PFAS
To place a substance on the SIN List, it is needed to assure that the substance fulfils the SVHC criteria set by the EU. Until February 2023, only individual PFAS had been assessed and added to the SIN List.
Following the growing consensus of the need to move beyond individual hazard assessments of chemicals and look more at the group level, PFAS were identified as the first larger group of chemicals where scientists and most other stakeholders agree on a group-wise assessment and management.
The most problematic property — the extreme persistence — is undoubtfully shared across the PFAS group. Other properties such as toxicity, mobility and bioaccumulation vary amongst the individual chemicals depending on the chemical structure. But there is no evidence suggesting there are any “safe” PFAS substances.
Figures between 5,000 and several millions of individual PFAS chemicals are mentioned. While ChemSec wants to send a clear message that every single PFAS should be phased out, the new PFAS update to the SIN List aims to narrow them down to the most relevant substances to start substitution work with.
We have therefore selected the PFAS substances that are registered for production or use in the EU and/or the US. By doing so, we have boiled the PFAS universe down to a few hundred substances and placed them on the SIN List. We used slightly different approaches for the EU and the US data respectively, as these two data sources have a different setup.
For the EU information, we used the ECHA registration database and its built-in search function. We searched using so-called SMILES (simplified molecular-input line-entry system) and searched for allregistered substances having a -CF2- or -CF3 SMILES code. After this, we manually went through these and sorted out the ones that did not fulfill the OECD PFAS definition.

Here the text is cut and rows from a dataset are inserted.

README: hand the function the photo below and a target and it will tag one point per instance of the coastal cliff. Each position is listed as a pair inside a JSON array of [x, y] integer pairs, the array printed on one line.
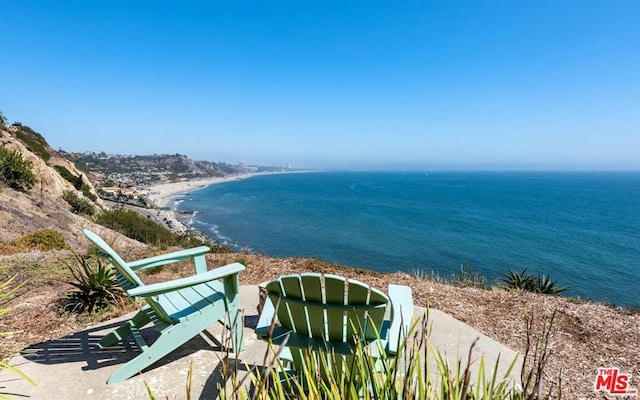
[[585, 335]]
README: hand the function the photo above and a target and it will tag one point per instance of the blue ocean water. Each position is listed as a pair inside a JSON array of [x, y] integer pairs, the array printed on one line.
[[580, 228]]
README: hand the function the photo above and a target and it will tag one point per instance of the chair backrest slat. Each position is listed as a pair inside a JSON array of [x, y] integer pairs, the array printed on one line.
[[328, 307], [118, 263], [125, 276]]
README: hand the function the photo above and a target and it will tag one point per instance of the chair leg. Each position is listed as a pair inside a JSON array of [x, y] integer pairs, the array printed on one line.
[[126, 329], [237, 336], [165, 344]]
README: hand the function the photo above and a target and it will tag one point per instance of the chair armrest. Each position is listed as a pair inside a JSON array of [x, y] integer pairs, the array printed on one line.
[[168, 258], [401, 315], [164, 287]]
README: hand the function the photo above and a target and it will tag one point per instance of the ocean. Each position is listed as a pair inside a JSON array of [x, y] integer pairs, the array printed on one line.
[[582, 229]]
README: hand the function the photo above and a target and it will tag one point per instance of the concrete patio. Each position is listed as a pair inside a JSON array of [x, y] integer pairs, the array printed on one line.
[[71, 368]]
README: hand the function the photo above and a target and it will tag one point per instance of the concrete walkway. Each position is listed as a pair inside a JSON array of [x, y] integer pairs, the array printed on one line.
[[71, 368]]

We chose substances with full registrations or so-called NONS (registered before REACH) registrations and removed substances registered as chemical intermediates (substances never leaving the manufacturing facility). However, in two cases we also kept the intermediates; either when there was an overlap between EU intermediates and substances registered in the US or when the substance had a relevant use identified in the publication “An overview of the uses of per- and polyfluoroalkyl substances (PFAS)” from 2020.
For US information, we used the US EPA Chemical Data Reporting (CDR). We searched for any chemical name that included the word “fluoro”. We then removed all entries which did not have CAS# and/or a proper name or structure. After this, we made a manual verification of the remaining structures to make sure the substance would qualify according to the OECD PFAS definition.